Happy National Comi—

Wait, before we go any further, let’s get one thing straight. According to Stan Lee himself (and who, dare I ask, is a more qualified authority on said subject?), the word should be spelled comicbook. As Stan said once in an interview:

“People always write it as if it’s two separate words. But to me, if it’s two separate words, then it means a funny book — a comic book. If you write it as one word, which is the way I do it, then it’s a generic term meaning a comicbook! So I feel everybody ought to write comicbook as if it’s one word, because it doesn’t mean funny book.”



So, Happy National Comicbook Day!

Today we celebrate what did start out literally as a comic book – a collection of reprinted humorous newspaper comic strips that appeared in Famous Funnies #1 in 1934. However, with the decline of the adventure pulp magazines of the late 1930s, the comicbook was transformed into what we know today. Fully illustrated mystery, adventure, and soon superhero stories replaced the collected, reprinted newspaper strips of Famous Funnies and its peers.  And of course, Stan Lee was there at the beginning, his lifelong career at Marvel having started in 1939.

The popularity of superheroes like Captain America, Superman and Batman brought circulation numbers of some comicbook titles to over half a million copies sold every month. Several more superhero and non-superhero comics followed, such as funny animal comics, adventure and detective comics, romance, western and horror comics. Almost any genre you can think of appeared in comicbook form.
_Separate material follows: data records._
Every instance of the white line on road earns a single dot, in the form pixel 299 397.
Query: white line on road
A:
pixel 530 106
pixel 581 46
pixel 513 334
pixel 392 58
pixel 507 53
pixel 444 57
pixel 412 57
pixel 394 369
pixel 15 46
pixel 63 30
Comics had become big business, and many of the creators who labored on them, from Stan Lee to Jack Kirby and Joe Simon, to Jerry Siegel and Joe Shuster, to Bob Kane, Bill Finger and Jerry Robinson, to C.C. Beck, etc. are still remembered and well-respected today. The 1940s and the early 1950s are still known by pannapictagraphists (comicbook collectors to you and me) as the Golden Age.

By the mid-1950s, comicbook sales had declined due to the rising popularity and availability of television and an ill-informed crusade against comics led by Dr. Frederic Wertham. However, hope was not lost as industry leaders DC Comics and Atlas/Marvel Comics presented the world with a new wave of superheroes in the latter part of the decade which captured the imagination of an entire new generation. Marvel led the charge and topped the sales charts as Stan Lee’s vision of superheroes depicted as real people who had real problems expanded comicbook audiences to include college-educated adult audiences as well. Collectors have since labeled this period from the late 1950s until the early 1970s the Silver Age.

The 1970s and 1980s saw the comicbook cross into live action television shows such as The Incredible Hulk and Wonder Woman series, both of which dominated weeknight ratings. Meanwhile, animated shows based on DC’s Justice League of America, Batman and Spider-Man dominated Saturday morning cartoons.  



By the 1980s and 1990s, comicbook characters filled after-school afternoons, with more Spider-Man, X-Men and Batman animated series leading the pack. Comicbook sales soared again, and by the mid-80s DC Comics popularized the graphic novel with works such as Frank Miller’s The Dark Knight Returns and Watchmen by Alan Moore and Dave Gibbons. Please note that both of these famous graphic novels appeared in serialized comicbook form first!

By the 1980s and 1990s comicbooks had become a profound influence on television, popular culture and by the turn of the millennium, on movies, too! After the initial success of the Superman movies in the late 70s and Batman movies in the late 80s, Marvel Comics made its cinematic mark with Blade, then with the original X-Men and Spider-Man movies, which broke previous cinema blockbuster records.

By the second decade of the 21st Century, the Marvel Cinematic Universe movies, starting with Iron Man, set new box office records. The wide-ranging impact that comicbooks have had on popular culture this century is unprecedented and show no signs of decline as comicbook superheroes are featured on Netflix and other channels and services, such as the upcoming Disney+.

But there is a downside to all this success. With so many characters created for the comics now accessible through movies, television and even computer games, comicbook sales have taken a sharp decline over the past decades. At the same time, stories, characters and subjects depicted in comics these days could not be more diverse. Superheroes still dominate the market, but horror, mystery, romance, fantasy, science-fiction and more are available to readers of all ages in comicbook form today.



To celebrate National Comicbook Day, find a local comicbook retailer or your local bookstore and pick up a comicbook or two to read. Or even order one online and read it with a comics viewer. So much of what we know as popular culture today comes from this major source, the comicbook. This well of creativity will dry up unless we each make efforts to support the artists, writers and other creators who craft comicbooks for our entertainment. Celebrate today by going out and buying an issue.

And let’s not forget to honor the abiding wish of Stan the Man and spell it as one word, as together we celebrate this, the 85th year of the comicbook.